OPINIÃO DO LEITOR
Doutores importados
A importação de médicos não resolverá, mas será um alívio para a população abandonada. Doutores importados serão melhores do que o nada hoje reinante. Melhor ser atendido na hora por um médico estrangeiro que esperar meses por um médico brasileiro. Que o governo petista deixa a desejar, todo mundo sabe, mas essa medida é correta. Que venham cubanos, portugueses e argentinos. O doente sem assistência é um torturado e o governo que não cumpre sua missão constitucional de garantia à saúde, sem dúvida, é o torturador. O deficit de profissionais da saúde no Brasil provoca uma reação em cadeia e divide opiniões. Muitas pessoas os recepcionaram de maneira hostil e agressiva, mas não representam o povo brasileiro. Acho que o povão desassistido sairá no lucro.

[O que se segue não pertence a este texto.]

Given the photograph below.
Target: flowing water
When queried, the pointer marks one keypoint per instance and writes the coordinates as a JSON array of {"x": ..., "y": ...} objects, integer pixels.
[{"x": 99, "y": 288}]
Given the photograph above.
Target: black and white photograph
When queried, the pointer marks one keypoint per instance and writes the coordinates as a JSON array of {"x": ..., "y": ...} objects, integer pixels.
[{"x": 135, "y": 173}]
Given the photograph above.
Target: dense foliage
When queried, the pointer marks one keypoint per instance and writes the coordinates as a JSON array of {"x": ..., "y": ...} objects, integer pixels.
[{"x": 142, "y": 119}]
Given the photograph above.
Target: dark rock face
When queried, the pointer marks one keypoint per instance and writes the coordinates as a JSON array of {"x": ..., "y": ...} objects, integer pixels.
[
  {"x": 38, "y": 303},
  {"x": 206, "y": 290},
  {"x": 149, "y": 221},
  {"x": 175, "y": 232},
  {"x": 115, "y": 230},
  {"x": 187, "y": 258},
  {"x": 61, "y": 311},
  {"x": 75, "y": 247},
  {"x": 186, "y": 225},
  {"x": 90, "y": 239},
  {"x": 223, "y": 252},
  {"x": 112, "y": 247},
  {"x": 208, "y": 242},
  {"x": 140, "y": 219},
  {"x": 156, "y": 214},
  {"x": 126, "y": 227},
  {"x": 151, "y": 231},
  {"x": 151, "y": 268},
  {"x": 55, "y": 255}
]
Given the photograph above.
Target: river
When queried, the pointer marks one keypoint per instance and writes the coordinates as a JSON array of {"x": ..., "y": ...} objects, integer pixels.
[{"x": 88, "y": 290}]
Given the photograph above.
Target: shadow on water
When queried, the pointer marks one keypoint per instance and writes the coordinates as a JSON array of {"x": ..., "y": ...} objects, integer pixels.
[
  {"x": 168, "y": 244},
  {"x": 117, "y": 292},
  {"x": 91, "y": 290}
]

MÁRIO FUZETO (técnico contábil) Itambaracá
Médicos cubanos
Enquanto a maioria da população brasileira e a totalidade da classe médica estão preocupadas com a qualidade do trabalho dos médicos "escravos cubanos" e com a forma que receberão seus soldos, digo que o problema é bem mais grave. Sabemos que o PT sempre sonhou em um dia assumir nosso país com um ditador e implantar um regime socialista, por que não comunista. O início já foi dado plantando sementes, ou seja, médicos comunistas, não somente para atender de forma precária a população, mas com formas de disseminar o comunismo nas regiões mais carentes onde o povo sem cultura, desprovido de conhecimentos, carente se torna presa fácil para iniciar movimentos de extrema esquerda. E é isso que o PT quer e, quando acordarmos, teremos ditadores como os irmãos Castro, Hugo Chávez e tantos outros que o senhor Lula tanto admira.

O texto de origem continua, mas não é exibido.